Make no mistake about it, as the United States’ largest exporter, Boeing will pass the FAA’s review quickly and with flying colors. The battery problem will be whitewashed and the politically motivated FAA will pronounce the Dreamliner a dream. Then the airplane will crash and everyone will publicly wring their hands and remonstrate that we must do better to make certain that this never happens again… that is until the next time. Every time a Dreamliner makes an emergency landing from fire or smoke from the Lithium Ion batteries it is an accident that just didn’t happen.

No one is talking about the utter absence of any meaningful fire suppression system for anything but the cargo holds and engines in this and other aircraft. The luggage may survive the fire but the passengers won’t.

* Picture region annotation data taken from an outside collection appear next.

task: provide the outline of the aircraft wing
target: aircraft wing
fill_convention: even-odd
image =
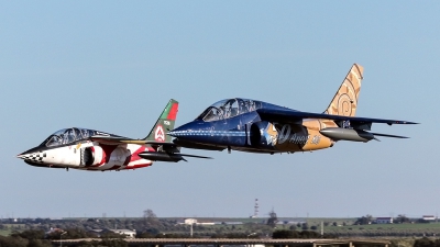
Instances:
[[[138,144],[138,145],[143,145],[143,144],[150,144],[152,146],[166,146],[166,147],[178,147],[175,143],[164,143],[164,142],[154,142],[154,141],[145,141],[145,139],[132,139],[128,137],[122,137],[122,136],[107,136],[107,135],[94,135],[89,137],[90,141],[98,142],[98,143],[105,143],[105,144],[113,144],[113,145],[119,145],[119,144]]]
[[[402,120],[383,120],[383,119],[370,119],[370,117],[358,117],[358,116],[343,116],[343,115],[331,115],[323,113],[311,113],[311,112],[300,112],[294,110],[270,110],[270,109],[258,109],[256,110],[260,117],[266,121],[273,122],[292,122],[297,123],[304,119],[321,119],[321,120],[332,120],[332,121],[350,121],[350,125],[352,126],[369,126],[369,127],[359,127],[363,130],[370,130],[372,123],[386,123],[388,125],[392,124],[418,124],[409,121]]]
[[[107,135],[94,135],[89,137],[90,141],[98,142],[98,143],[105,143],[105,144],[110,144],[110,145],[119,145],[119,144],[145,144],[146,141],[142,139],[132,139],[128,137],[122,137],[122,136],[107,136]]]

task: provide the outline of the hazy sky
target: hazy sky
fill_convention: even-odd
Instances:
[[[440,213],[440,2],[0,1],[2,217]],[[170,98],[176,125],[231,97],[322,112],[353,63],[356,114],[407,135],[294,155],[184,149],[213,160],[134,171],[28,166],[64,127],[144,137]]]

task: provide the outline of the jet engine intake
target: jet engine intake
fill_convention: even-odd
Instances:
[[[178,162],[180,160],[185,160],[180,154],[166,151],[142,151],[139,154],[139,157],[153,161]]]
[[[267,121],[253,123],[249,131],[249,135],[251,146],[253,147],[273,149],[276,145],[277,132],[275,126]]]
[[[106,154],[100,146],[84,147],[80,149],[80,166],[90,167],[100,164],[103,157]]]
[[[342,128],[342,127],[327,127],[319,131],[322,135],[334,141],[352,141],[352,142],[370,142],[374,139],[374,135],[370,132]]]

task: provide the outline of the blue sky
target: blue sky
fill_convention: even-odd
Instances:
[[[2,217],[421,216],[440,211],[440,3],[435,1],[1,1]],[[15,155],[70,126],[145,136],[170,98],[177,125],[231,97],[322,112],[353,63],[356,114],[410,136],[294,155],[86,172]]]

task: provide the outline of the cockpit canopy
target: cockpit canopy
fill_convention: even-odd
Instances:
[[[54,147],[54,146],[59,146],[68,143],[73,143],[79,139],[86,139],[90,136],[96,135],[98,132],[92,131],[92,130],[87,130],[87,128],[77,128],[77,127],[70,127],[70,128],[63,128],[54,134],[50,135],[42,144],[41,146],[46,146],[46,147]],[[105,134],[105,133],[102,133]]]
[[[219,101],[207,108],[196,120],[205,122],[212,122],[218,120],[226,120],[237,115],[261,109],[263,103],[256,100],[248,99],[227,99]]]

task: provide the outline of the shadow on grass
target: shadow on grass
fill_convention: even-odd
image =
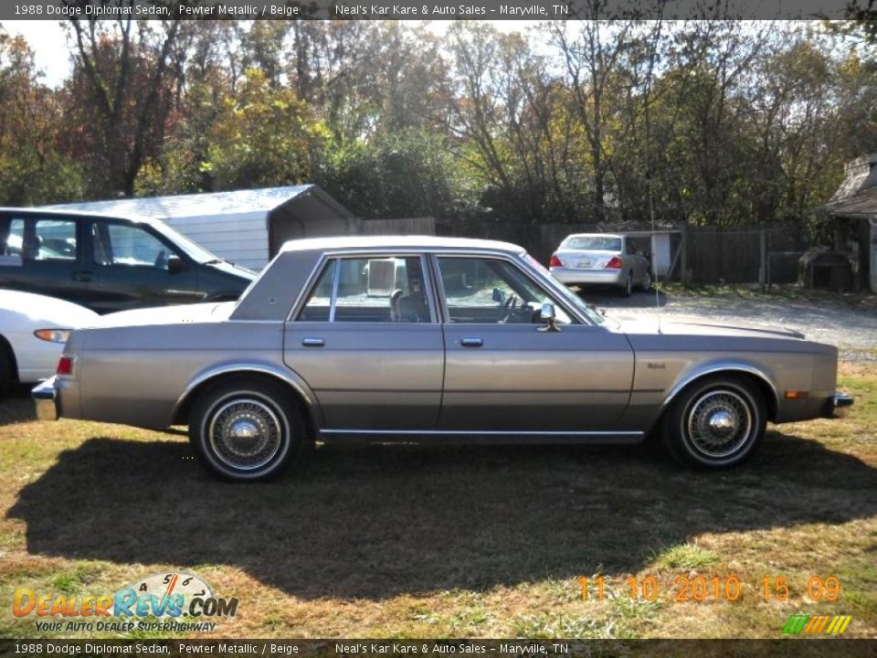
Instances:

My prediction, the FAA will do nothing, the NTSB will do nothing, Boeing will do nothing effective to solve the problem. The French are no better as similar whitewashes were and are the product of Airbus and DGAC (the French FAA) collaborations.

It is beyond comprehension that a United States manufacturer, one of the most innovative, technically competent, and possessed of manufacturing genius like Boeing would risk everything again by failing to equip its latest aircraft with a comprehensive fire suppression system. Like most of the world’s plane makers, if the Government doesn’t require it, it won’t get done.

My recommendation for passengers on this and every other commercial flight, carry on your own fire extinguisher.